Idea for project: stocks search. (pointers appreciated!)

cmackenzie · April 23, 2023, 11:52pm

Hi !

At my work we’re currently developing an app for investors and one important functionality is the ability to search for instruments (stocks, funds, etc). This is currently implemented very crudely by looking up the search terms (i.e. ‘apple’) in the instrument names (i.e. Apple Computer Inc.) or the stock/fund symbol (i.e.
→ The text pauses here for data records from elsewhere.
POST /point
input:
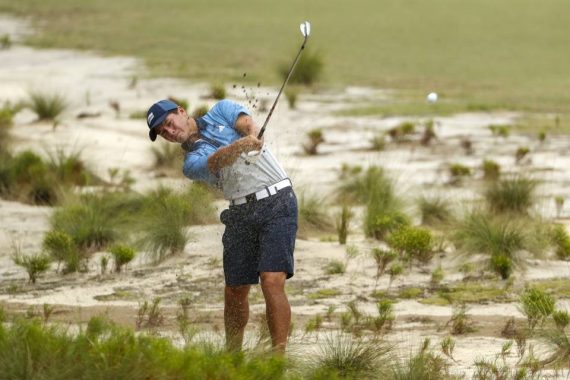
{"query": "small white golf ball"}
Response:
(432, 97)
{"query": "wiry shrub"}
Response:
(514, 195)
(434, 210)
(491, 170)
(69, 168)
(536, 305)
(412, 243)
(479, 233)
(47, 106)
(425, 365)
(122, 255)
(346, 357)
(163, 231)
(61, 247)
(343, 223)
(312, 215)
(34, 264)
(335, 267)
(315, 138)
(561, 242)
(308, 70)
(93, 220)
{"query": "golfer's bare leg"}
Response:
(277, 308)
(236, 314)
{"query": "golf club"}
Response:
(306, 31)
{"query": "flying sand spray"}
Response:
(306, 31)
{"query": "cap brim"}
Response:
(157, 122)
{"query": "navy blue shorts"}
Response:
(259, 237)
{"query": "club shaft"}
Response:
(281, 90)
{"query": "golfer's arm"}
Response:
(229, 154)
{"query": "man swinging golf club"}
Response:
(224, 148)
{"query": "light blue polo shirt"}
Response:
(245, 176)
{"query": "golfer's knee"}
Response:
(274, 281)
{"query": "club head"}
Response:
(305, 28)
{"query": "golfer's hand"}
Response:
(249, 143)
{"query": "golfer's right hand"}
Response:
(249, 143)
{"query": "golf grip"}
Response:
(260, 135)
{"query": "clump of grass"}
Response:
(335, 267)
(561, 242)
(435, 210)
(5, 41)
(122, 254)
(341, 355)
(424, 365)
(480, 233)
(460, 322)
(536, 305)
(163, 232)
(167, 156)
(312, 215)
(218, 91)
(47, 106)
(34, 265)
(343, 223)
(491, 170)
(315, 138)
(70, 169)
(92, 220)
(515, 195)
(412, 243)
(308, 70)
(521, 153)
(61, 248)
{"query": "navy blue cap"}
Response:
(156, 115)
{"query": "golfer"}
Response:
(261, 220)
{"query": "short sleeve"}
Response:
(229, 111)
(196, 168)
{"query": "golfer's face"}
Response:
(174, 128)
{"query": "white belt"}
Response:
(264, 193)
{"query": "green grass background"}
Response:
(512, 54)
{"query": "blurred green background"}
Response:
(494, 54)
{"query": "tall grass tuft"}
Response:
(313, 216)
(536, 305)
(47, 106)
(480, 233)
(511, 195)
(341, 355)
(61, 247)
(424, 365)
(34, 264)
(163, 230)
(384, 211)
(435, 210)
AAPL, MSFT, TSLA, etc.)

I think a deep learning approach for this might be much better, but I don’t really know what kind of model might I have to use, etc.
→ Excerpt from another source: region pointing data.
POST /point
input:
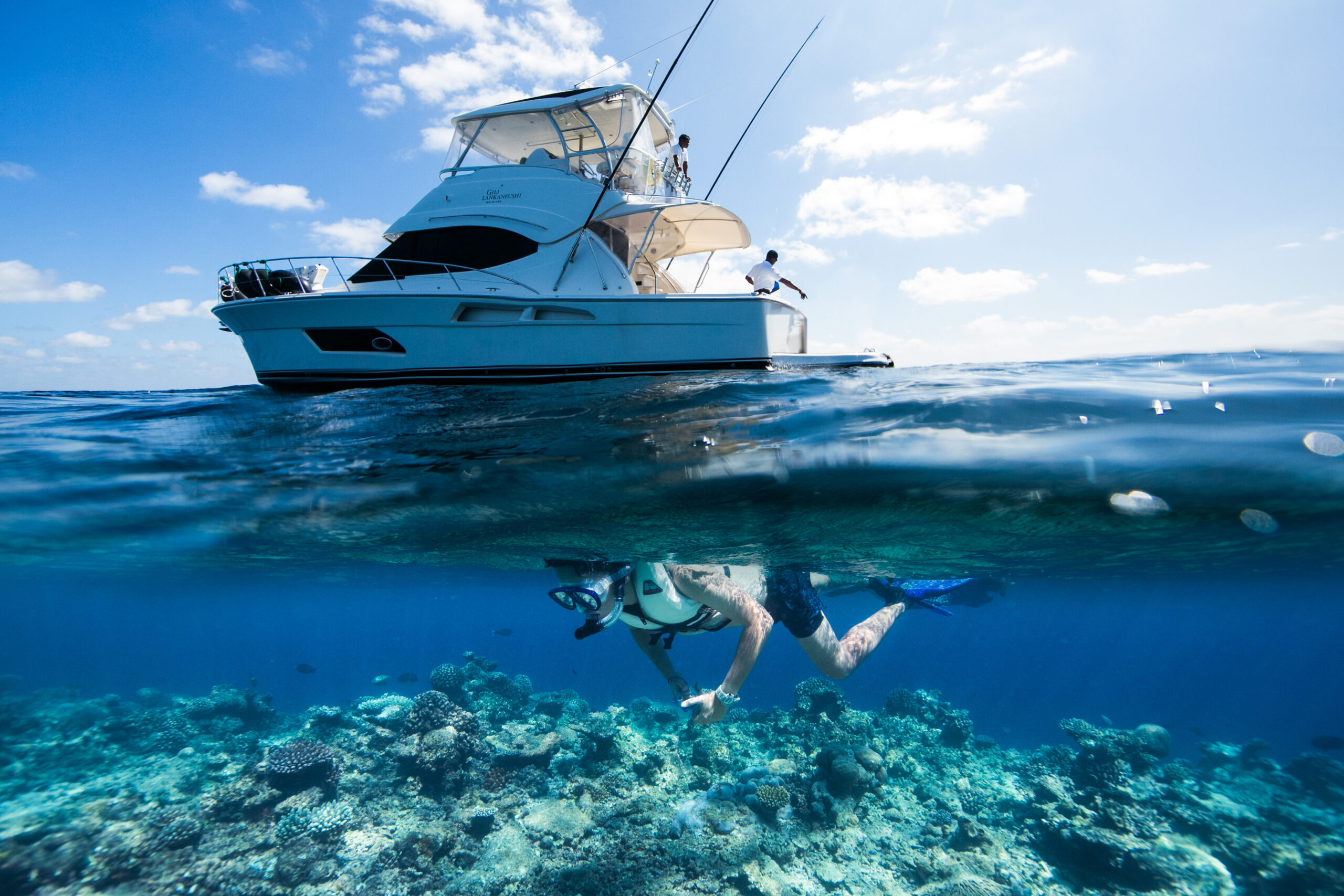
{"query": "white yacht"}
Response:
(494, 277)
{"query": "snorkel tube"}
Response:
(597, 581)
(594, 624)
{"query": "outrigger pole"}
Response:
(706, 269)
(611, 176)
(761, 108)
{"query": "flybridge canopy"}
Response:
(659, 231)
(581, 132)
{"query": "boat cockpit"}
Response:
(581, 132)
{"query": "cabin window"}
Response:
(455, 248)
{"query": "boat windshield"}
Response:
(584, 138)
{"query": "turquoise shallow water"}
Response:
(172, 558)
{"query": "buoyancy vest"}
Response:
(663, 612)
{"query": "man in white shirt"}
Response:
(765, 279)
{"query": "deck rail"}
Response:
(284, 276)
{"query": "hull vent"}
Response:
(355, 340)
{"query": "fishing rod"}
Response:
(762, 107)
(706, 269)
(611, 176)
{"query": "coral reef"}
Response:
(481, 786)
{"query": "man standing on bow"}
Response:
(765, 279)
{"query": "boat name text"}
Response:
(496, 196)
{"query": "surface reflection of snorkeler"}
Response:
(659, 601)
The idea would be to make the search much more flexible, allowing the user to type in natural language that doesn’t necessarily include the symbols or company names, and get back relevant instruments.

I’m just starting version 2 of the course, I did part one a while ago. Any pointers as to what kind of models might be helpful for a task like this? What should I look up, study, etc?
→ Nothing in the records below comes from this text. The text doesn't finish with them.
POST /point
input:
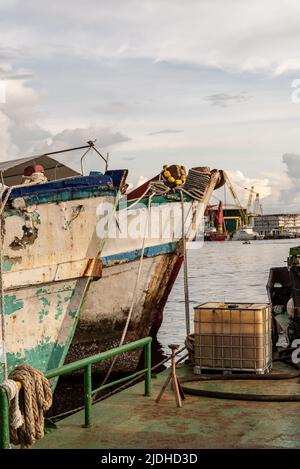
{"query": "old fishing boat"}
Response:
(50, 252)
(63, 293)
(139, 269)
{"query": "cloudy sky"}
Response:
(198, 82)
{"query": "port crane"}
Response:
(243, 212)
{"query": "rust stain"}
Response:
(93, 268)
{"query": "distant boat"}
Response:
(245, 233)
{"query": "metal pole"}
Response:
(148, 369)
(4, 420)
(87, 395)
(185, 272)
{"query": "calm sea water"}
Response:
(222, 271)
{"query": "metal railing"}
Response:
(86, 364)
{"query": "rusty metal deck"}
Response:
(130, 420)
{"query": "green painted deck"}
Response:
(130, 420)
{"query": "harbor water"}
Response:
(222, 271)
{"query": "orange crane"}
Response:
(243, 212)
(256, 206)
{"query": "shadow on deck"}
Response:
(130, 420)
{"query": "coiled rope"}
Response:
(35, 398)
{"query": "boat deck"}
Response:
(130, 420)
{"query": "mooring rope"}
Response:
(35, 398)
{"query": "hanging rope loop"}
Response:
(35, 398)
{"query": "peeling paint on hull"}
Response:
(108, 302)
(45, 280)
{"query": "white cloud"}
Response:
(232, 35)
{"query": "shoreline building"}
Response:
(279, 225)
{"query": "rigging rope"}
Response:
(134, 292)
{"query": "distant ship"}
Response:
(246, 233)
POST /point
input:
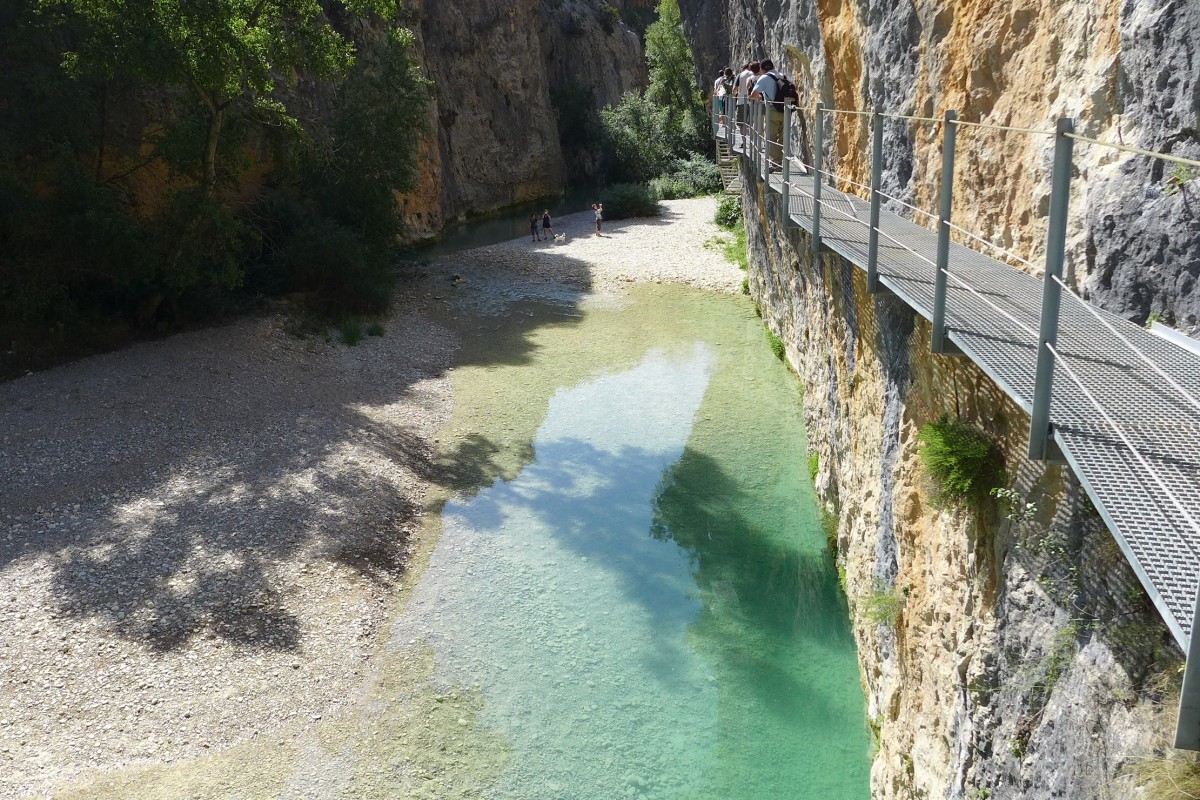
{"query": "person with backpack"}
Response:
(777, 91)
(726, 84)
(742, 86)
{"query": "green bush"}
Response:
(689, 178)
(625, 200)
(351, 330)
(960, 461)
(729, 212)
(777, 346)
(883, 603)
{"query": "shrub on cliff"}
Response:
(624, 200)
(960, 462)
(729, 212)
(689, 178)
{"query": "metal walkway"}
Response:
(1140, 465)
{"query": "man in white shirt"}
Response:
(743, 88)
(766, 89)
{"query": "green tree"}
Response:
(672, 70)
(228, 55)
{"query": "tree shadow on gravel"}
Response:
(190, 486)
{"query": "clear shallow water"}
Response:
(646, 607)
(627, 594)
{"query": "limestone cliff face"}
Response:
(1126, 71)
(1025, 661)
(493, 132)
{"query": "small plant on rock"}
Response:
(777, 344)
(1017, 509)
(883, 603)
(729, 212)
(960, 462)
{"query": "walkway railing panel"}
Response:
(1123, 411)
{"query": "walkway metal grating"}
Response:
(1162, 545)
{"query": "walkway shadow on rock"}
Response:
(233, 467)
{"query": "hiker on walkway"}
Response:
(767, 89)
(725, 85)
(742, 88)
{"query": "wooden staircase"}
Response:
(731, 173)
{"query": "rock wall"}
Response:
(493, 133)
(1024, 659)
(1128, 72)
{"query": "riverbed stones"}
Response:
(201, 536)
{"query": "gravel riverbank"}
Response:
(199, 536)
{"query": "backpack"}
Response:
(785, 92)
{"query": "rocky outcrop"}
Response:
(1024, 661)
(495, 139)
(1126, 72)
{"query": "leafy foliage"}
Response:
(960, 462)
(648, 132)
(729, 212)
(672, 77)
(777, 344)
(689, 178)
(123, 178)
(624, 200)
(883, 603)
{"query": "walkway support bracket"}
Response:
(873, 242)
(817, 178)
(1042, 446)
(787, 164)
(766, 143)
(939, 342)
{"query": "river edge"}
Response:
(270, 696)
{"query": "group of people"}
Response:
(543, 228)
(757, 80)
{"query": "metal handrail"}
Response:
(1176, 160)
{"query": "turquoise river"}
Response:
(627, 593)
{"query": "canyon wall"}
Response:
(1024, 660)
(1128, 71)
(493, 137)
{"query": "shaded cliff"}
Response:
(1126, 71)
(496, 65)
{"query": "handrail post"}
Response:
(1051, 290)
(873, 242)
(937, 343)
(766, 140)
(786, 166)
(817, 172)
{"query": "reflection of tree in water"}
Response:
(761, 596)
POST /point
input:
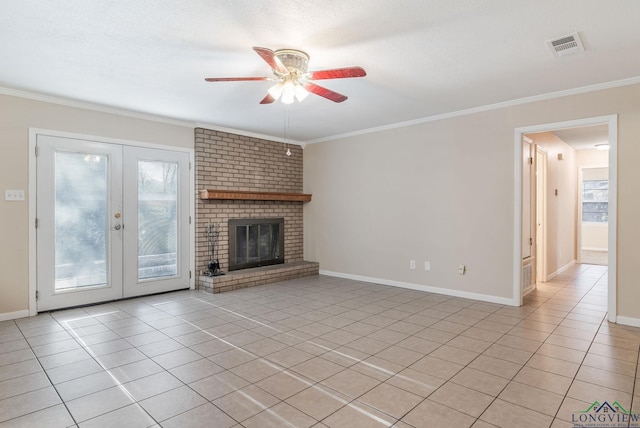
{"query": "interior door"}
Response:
(113, 221)
(79, 234)
(156, 220)
(528, 215)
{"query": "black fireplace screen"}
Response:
(255, 242)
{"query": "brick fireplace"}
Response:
(230, 162)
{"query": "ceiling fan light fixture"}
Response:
(288, 92)
(301, 92)
(275, 91)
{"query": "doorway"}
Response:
(611, 123)
(112, 221)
Sorry if what I’m trying to build is not clear.

Cheers !

mw00 · April 24, 2023, 3:30pm

If you want to simplify the process of looking up names with natural language, I’d suggest the chapters 3 and 4 of the course.

Chapter 4 covers Natural Language Processing, which is about applying machine learning to text. For example, you can learn to generate or summarize text with NLP. If you have covered the basics of this chapter, I think you could achieve your desired goal with a little more research and experimentation.

I also recommend looking into chapter 3 because it covers the fundamentals of neural nets. With the information from this chapter, you will understand chapter 4, which is about NLP, a lot better.

Overall, I think that chapter 4, which is about NLP, will help you out the most. By combining this chapter with some further individual research and the basics from chapter 3, you will have a solid foundation to build upon, if you are eager to learn the topic with the FastAI course.

cmackenzie · April 24, 2023, 6:25pm

Thanks! Yes, I’m actually looking at that notebook right now, but the task is quite different. I’m looking at search basically as a multi-class classification problem, although that might not be the best way to look at it.

valitovrus · April 26, 2023, 9:20am

I am not an expert, I am also just studying ML/NLP. However, the problem is so fascinating, so I couldn’t pass by.

It seems that you need to solve a document/text similarity problem: given a document (user’s description of an instrument), return a list of most similar documents (instrument descriptions). Google search for “document similarity problem” yields tons of results, but, in one form on another, it would require representing documents as vectors and then finding most similar vectors to the target one.

A powerful way to do it is embeddings. This topic is covered in lesson 7 in context of collaborative filtering.

There is also an algorithm called Doc2Vec which might be worth studying, though I haven’t done it myself yet and not sure how relevant it is.

You can also have a look at the tutorial for this kaggle competition, as it describes embeddings and document vectorization, but it might be outdated, as it seems to me.

valitovrus · April 26, 2023, 9:29am

Also, which problem would it solve from a user perspective? When a user might prefer looking up an instrument by arbitrary natural language description, rather than using domain-specific filters, like instrument type (bond/stock/…), domicile country, dividend policy etc?

For instance, if the problem can be restated as something like “what else can I add to my portfolio”, than it would be more like a recommendation/collaborative filtering problem.

cmackenzie · April 26, 2023, 12:33pm

Hi @valitovrus

Thanks a lot for the links. I’ve been doing some research and I think the problem could be framed as a semantic search problem / document similarity problem.

I’ve yet to give it a try but I’m looking at this tutorial which seems promising.

From a user perspective, I think it might be useful since you could look up instruments without explicitly referencing the instrument names or market symbols.

i.e. You could look up Apple and Microsoft by referencing ‘technology’, or have a bunch of funds come up by looking for “emerging markets”, without having those works explicitly in the fund name. Also, I expect this might work better with user typos.

Of course this whole thing could be solved without machine learning by modeling a relational database, but tasks like sorting by relevance are not trivial to implement.

I’ll try and implement something along the lines of the link above and post here if I find something interesting.